(a) Sought work is equivalent to the work performed against the electric field created by one plate, holding at rest and to bring the other plate away. Therefore the required work,
$$A_{agent} = qE (x_{2} - x_{1})$$,
where $$E = \dfrac {\sigma}{2\epsilon_{0}}$$ is the intensity of the field created by one plate at the location of other.
So, $$A_{agent} = q\dfrac {\sigma}{2\epsilon_{0}} (x_{2} - x_{1}) = \dfrac {q^{2}}{2\epsilon_{0}S} (x_{2} - x_{1})$$
Alternate : $$A_{ext} = \triangle U$$ (as field is potential)

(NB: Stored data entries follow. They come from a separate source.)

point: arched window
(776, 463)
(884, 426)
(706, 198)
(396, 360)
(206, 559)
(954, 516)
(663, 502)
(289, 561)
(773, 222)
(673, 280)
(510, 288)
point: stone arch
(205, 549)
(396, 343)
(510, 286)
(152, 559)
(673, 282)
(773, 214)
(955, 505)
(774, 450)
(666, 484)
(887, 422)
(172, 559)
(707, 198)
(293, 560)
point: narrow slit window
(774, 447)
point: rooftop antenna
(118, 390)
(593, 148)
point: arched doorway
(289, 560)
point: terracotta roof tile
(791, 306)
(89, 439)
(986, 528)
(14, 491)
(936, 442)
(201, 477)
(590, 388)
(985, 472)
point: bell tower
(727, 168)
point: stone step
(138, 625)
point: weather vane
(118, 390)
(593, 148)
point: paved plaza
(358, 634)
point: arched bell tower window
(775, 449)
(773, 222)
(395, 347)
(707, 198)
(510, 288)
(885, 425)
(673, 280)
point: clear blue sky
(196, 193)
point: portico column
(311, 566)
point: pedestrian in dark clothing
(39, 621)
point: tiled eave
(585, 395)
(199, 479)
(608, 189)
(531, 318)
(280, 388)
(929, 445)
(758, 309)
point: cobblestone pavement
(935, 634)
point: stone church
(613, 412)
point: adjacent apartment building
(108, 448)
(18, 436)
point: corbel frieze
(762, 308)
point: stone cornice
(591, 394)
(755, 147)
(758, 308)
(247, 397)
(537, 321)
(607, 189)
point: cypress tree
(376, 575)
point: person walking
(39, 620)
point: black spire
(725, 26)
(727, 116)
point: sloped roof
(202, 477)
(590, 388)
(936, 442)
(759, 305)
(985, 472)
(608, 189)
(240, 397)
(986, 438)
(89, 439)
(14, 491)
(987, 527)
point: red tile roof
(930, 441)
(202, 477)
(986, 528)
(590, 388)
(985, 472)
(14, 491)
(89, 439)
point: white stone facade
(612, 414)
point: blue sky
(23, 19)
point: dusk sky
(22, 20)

$$= \dfrac {q^{2}}{2\epsilon_{0}S} x_{2} - \dfrac {q^{2}}{2\epsilon_{0}S} x = \dfrac {q^{2}}{2\epsilon_{0}S} (x_{2} - x_{1})$$
(b) When voltage is kept const., the force acing on each plate of capacitor will depend on the distance between the plates.
So, elementary work done by agent, in its displacement over a distance $$dx$$, relative to the other,
$$dA = -F_{x} dx$$
But, $$F_{x} = -\left (\dfrac {\sigma(x)}{2\epsilon_{0}}\right )S \sigma (x)$$ and $$\sigma(x) = \dfrac {\epsilon_{0}V}{x}$$
Hence, $$A = \int dA = \int_{x_{1}}^{x_{2}} \dfrac {1}{2} \epsilon_{0} \dfrac {SV^{2}}{x^{2}} dx = \dfrac {\epsilon_{0}SV^{2}}{2} \left [\dfrac {1}{x_{1}} - \dfrac {1}{x_{2}}\right ]$$
Alternate : From energy Conservation,
$$U_{f} - U_{i} = A_{cell} + A_{agent}$$
or $$\dfrac {1}{2} \dfrac {\epsilon_{0}S}{x_{2}} V^{2} - \dfrac {1}{2} \dfrac {\epsilon_{0}S}{x_{1}} V^{2} = \left [\dfrac {\epsilon_{0}S}{x_{2}} - \dfrac {\epsilon_{0}S}{x_{1}}\right ]V^{2} + A_{agent}$$
(as $$A_{cell} = (q_{f} - q_{i}) V = (C_{f} - C_{i})V^{2})$$
So $$A_{agent} = \dfrac {\epsilon_{0}SV^{2}{2} \left [\dfrac {!}{x_{1}} - \dfrac {1}{x_{2}}\right ]$$.